L’image de la ville antique de Sfax encerclée par un craquage massif de fumigènes est tout un symbole. Cette impressionnante choré urbaine, à l’extérieur du stade, est réalisée en 2018 pour les 15 ans du groupe. Ils n’étaient pourtant que quelques-uns, le 11 septembre 2003, a créé le groupe qui n’a cessé de croitre et compte aujourd’hui plus de 1000 membres. BW, membre du groupe que nous nommerons ainsi car il souhaite rester anonyme, revient sur les débuts du groupe : « Ce qui marque lors de la création du groupe c’est l’ambiance qui régnait au sein du groupe nous étions des jeunes étudiants motivés et passionnés par l’amour du club… Au début nous étions 7 et le lendemain plus d’une quinzaine… et au bout d’une semaine, une centaine. Les réunions se sont déroulées dans la maison de l’un des fondateurs et puis dans les cafés et notre premier pas était une bâche officielle ».

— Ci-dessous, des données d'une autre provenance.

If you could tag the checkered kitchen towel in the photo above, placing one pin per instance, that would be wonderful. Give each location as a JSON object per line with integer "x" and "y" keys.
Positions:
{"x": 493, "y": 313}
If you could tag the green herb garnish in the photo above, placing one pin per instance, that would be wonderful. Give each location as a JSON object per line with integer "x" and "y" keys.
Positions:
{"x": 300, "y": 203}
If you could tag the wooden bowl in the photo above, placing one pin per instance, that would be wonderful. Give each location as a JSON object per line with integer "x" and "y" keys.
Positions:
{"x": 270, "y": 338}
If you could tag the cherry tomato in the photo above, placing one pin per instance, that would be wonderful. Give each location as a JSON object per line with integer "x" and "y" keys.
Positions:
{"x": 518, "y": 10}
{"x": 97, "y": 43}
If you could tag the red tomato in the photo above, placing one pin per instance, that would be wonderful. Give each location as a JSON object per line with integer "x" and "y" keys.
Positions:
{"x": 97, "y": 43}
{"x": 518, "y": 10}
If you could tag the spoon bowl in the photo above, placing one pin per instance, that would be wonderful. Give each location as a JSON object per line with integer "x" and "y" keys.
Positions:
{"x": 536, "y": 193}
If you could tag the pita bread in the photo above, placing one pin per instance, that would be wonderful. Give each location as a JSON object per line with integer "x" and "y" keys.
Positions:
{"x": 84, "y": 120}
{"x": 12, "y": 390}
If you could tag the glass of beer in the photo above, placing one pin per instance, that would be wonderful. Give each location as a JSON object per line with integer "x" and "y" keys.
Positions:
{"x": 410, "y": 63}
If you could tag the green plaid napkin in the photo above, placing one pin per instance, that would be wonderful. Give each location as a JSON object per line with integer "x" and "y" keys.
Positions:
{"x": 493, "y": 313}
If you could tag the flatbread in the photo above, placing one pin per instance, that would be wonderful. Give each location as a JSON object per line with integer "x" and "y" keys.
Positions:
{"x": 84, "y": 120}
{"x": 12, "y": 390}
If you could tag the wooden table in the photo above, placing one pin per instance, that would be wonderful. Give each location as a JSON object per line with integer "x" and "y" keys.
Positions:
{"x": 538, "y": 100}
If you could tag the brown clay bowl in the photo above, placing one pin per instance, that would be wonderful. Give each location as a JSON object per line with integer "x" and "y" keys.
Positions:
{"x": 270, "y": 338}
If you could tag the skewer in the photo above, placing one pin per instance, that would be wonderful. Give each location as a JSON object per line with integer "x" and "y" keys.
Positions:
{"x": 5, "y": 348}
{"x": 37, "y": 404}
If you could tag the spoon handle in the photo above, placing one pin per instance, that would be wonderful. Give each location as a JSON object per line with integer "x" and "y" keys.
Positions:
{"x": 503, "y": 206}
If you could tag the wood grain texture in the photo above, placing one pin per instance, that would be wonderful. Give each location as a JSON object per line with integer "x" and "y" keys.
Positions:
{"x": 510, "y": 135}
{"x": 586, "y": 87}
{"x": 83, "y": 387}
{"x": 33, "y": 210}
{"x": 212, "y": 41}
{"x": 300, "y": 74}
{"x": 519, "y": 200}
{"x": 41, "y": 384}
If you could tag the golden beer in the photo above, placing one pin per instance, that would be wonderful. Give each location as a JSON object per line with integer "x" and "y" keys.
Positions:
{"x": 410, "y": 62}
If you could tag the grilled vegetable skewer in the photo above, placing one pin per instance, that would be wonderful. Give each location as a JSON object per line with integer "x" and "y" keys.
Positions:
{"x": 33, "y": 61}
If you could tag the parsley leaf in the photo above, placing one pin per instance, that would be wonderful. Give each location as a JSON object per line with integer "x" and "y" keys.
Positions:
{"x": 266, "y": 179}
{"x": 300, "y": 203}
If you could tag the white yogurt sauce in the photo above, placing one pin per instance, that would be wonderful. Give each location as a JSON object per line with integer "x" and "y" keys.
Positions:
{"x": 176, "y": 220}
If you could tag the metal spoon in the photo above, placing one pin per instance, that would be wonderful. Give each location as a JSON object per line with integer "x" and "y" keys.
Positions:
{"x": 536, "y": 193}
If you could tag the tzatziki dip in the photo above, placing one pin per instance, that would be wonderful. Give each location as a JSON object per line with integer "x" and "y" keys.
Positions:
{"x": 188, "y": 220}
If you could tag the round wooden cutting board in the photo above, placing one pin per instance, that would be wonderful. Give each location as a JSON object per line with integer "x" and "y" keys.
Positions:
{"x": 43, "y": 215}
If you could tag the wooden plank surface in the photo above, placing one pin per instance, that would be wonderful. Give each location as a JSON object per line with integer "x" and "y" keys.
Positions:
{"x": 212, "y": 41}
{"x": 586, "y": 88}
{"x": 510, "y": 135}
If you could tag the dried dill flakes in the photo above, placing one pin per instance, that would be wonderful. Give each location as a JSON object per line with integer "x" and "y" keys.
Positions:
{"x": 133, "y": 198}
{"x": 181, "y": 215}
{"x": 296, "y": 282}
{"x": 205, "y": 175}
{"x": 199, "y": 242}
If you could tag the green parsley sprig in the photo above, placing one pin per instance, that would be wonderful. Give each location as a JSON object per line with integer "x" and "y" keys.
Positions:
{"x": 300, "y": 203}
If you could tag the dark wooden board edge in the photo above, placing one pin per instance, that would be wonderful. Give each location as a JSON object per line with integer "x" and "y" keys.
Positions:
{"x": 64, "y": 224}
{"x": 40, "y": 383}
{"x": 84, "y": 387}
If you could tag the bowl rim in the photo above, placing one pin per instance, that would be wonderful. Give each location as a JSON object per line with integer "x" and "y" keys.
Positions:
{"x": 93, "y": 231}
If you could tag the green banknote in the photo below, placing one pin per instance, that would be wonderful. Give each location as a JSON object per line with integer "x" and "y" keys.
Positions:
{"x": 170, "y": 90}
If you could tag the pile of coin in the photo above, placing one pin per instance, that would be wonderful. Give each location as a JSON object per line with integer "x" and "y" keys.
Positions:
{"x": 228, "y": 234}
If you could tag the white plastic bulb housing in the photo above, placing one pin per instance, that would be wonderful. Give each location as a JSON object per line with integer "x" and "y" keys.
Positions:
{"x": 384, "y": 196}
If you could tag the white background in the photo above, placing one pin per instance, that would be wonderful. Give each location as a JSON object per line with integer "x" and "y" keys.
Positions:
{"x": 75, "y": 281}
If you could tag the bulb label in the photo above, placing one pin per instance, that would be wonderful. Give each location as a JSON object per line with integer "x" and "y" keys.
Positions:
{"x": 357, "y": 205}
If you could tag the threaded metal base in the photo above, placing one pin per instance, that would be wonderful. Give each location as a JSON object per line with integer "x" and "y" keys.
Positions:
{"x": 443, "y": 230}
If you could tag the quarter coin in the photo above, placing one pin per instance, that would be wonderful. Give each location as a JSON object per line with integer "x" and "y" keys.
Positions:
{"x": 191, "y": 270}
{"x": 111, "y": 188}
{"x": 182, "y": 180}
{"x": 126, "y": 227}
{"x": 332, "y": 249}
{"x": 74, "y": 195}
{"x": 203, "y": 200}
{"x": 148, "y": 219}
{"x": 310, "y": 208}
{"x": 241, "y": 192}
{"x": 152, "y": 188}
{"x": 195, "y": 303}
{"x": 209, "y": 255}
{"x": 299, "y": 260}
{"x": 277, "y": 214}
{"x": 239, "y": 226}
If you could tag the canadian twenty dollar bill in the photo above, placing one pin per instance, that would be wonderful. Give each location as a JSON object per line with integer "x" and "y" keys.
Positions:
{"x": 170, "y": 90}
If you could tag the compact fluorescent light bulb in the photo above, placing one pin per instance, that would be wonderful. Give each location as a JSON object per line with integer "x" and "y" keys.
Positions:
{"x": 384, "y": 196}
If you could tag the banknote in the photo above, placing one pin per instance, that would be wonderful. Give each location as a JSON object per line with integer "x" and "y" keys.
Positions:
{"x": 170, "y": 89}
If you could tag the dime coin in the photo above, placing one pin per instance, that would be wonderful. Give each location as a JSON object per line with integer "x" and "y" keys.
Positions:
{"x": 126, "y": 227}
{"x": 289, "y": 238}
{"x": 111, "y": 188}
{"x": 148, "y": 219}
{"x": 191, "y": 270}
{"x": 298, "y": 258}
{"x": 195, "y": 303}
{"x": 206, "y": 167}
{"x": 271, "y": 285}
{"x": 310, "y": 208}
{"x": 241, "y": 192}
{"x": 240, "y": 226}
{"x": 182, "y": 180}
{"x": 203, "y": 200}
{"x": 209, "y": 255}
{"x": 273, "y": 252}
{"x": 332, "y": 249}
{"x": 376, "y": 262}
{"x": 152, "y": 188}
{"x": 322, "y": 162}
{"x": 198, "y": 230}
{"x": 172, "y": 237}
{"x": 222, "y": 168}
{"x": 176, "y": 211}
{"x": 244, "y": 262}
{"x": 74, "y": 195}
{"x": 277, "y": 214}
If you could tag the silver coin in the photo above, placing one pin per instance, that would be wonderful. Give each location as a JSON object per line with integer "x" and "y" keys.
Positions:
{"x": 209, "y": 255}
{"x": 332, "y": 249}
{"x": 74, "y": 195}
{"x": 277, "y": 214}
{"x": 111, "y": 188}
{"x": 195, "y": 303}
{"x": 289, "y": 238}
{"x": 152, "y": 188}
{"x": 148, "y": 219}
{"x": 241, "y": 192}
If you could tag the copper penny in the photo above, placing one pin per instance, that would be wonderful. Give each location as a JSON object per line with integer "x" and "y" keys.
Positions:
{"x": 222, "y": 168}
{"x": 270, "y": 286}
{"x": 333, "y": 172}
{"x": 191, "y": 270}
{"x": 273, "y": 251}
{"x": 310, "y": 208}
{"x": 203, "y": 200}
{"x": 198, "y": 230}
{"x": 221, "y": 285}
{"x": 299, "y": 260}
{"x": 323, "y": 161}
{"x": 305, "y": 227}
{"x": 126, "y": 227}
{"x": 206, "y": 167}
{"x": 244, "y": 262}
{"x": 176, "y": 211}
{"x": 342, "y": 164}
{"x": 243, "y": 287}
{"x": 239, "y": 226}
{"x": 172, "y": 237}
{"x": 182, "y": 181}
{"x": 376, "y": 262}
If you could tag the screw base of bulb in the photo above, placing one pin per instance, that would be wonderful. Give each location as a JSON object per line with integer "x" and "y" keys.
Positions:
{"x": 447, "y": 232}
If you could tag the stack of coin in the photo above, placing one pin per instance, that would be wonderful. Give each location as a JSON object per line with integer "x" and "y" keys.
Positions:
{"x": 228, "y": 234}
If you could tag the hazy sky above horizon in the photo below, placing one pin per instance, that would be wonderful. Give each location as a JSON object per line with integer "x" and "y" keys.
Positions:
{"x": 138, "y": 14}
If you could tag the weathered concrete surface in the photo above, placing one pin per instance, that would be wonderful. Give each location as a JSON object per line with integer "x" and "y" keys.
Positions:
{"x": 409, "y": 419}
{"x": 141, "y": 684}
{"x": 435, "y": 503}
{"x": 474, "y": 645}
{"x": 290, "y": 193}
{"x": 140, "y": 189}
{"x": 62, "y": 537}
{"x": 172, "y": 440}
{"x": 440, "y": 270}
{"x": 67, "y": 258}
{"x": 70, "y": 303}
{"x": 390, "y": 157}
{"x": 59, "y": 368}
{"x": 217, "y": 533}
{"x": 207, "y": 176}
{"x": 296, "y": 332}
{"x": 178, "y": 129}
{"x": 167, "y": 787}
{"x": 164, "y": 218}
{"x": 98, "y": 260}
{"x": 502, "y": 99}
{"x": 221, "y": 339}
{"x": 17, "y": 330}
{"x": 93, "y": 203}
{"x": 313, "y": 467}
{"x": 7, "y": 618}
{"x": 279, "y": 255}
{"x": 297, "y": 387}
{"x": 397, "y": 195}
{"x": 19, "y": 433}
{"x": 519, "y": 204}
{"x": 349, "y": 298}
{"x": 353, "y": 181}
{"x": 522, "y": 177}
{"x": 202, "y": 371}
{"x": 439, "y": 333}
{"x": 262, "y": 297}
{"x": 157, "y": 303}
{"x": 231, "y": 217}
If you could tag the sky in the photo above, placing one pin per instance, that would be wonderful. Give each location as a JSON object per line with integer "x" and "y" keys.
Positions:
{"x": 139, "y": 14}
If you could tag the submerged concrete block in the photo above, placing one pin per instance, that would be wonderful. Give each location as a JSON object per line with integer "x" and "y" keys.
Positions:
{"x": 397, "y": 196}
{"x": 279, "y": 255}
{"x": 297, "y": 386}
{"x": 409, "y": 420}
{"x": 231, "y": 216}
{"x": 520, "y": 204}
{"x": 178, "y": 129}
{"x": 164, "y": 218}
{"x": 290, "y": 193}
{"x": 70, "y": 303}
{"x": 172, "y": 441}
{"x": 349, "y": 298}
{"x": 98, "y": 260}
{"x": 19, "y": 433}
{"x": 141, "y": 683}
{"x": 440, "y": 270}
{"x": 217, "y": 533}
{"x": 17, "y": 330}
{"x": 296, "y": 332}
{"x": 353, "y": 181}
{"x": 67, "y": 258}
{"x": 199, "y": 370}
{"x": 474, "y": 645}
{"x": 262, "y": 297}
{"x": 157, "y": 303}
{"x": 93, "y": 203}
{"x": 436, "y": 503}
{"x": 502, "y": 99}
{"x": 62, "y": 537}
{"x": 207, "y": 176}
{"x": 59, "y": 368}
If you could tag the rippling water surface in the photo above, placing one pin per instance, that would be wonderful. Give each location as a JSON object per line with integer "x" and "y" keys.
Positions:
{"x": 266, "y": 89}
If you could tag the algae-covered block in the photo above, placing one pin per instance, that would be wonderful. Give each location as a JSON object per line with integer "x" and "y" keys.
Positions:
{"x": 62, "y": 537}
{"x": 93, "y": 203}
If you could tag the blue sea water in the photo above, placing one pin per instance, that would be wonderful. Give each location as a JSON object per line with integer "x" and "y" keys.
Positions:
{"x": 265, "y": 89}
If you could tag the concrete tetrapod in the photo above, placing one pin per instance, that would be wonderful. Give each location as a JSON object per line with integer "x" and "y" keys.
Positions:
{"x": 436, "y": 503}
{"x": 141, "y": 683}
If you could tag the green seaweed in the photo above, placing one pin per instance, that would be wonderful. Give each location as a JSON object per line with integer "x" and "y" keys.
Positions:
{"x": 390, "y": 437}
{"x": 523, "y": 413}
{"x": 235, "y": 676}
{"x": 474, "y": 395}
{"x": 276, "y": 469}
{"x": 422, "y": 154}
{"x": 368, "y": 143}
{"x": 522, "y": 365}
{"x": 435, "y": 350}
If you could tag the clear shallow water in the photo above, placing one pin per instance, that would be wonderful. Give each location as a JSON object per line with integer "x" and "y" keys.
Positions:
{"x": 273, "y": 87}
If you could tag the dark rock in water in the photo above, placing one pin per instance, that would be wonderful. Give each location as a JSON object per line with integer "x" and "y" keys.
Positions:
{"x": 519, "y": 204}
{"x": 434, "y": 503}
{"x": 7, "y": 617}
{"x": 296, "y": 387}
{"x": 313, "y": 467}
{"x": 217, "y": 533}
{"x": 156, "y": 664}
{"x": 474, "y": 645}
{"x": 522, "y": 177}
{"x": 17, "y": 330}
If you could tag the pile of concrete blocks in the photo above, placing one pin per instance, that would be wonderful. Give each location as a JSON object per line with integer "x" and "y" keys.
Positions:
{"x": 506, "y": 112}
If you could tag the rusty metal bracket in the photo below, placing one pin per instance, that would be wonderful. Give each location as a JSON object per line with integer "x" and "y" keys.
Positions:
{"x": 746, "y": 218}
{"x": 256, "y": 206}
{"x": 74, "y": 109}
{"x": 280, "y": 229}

Le mot Fighters évoque, selon BW, « le guerrier qui se bat pour l’équipe et la ville de Sfax ». Les couleurs noir & blanc sont célébrées dans un tifo déployé par les BW Fighters lors d’un match de gala entre les anciens du CSS et les anciens de l’équipe française à l’occasion des 90 ans du club. BW décrit le tifo réalisé qui revient sur des épisodes historiques du club « Le premier voile décrit l’appartenance et quelques mythes des clubs comme Hammadia Agrebi, Med Ali Akid, Hatem Trabelsi… Le deuxième voile décrit une transition importante dans l’historique du club en 1962. L’entraineur Milan Kristic propose de changer le nom du club de Club Tunisien à Club Sportif Sfaxien, avec les couleurs noir et blanc au lieu du rouge et vert. Le troisième voile résume la passation de cet amour éternel d’une génération à une autre ».
Dix ans après la création du groupe, le CSS est sacré champion de Tunisie et gagne la Coupe de la Confédération. C’est l’un des grands moments du groupe. « La saison 2012-2013 ? Je peux la décrire en un seul mot : incroyable ! Voir son équipe entamer sa saison avec des résultats positifs et son groupe célébrer ses 10 ans, quoi de mieux ? Pour le groupe, on a eu le temps de préparer notre planning non seulement pour les festivités de l’anniversaire mais aussi pour les matchs du championnat et des compétitions africaines. Notre équipe a toujours été notre priorité, en dépit de tout. Être présents aux entrainements, inciter nos gladiateurs à honorer le club et mouiller son maillot, atteindre les matchs locaux et supporter l’équipe : C’est un style de vie que seuls les passionnés peuvent comprendre ».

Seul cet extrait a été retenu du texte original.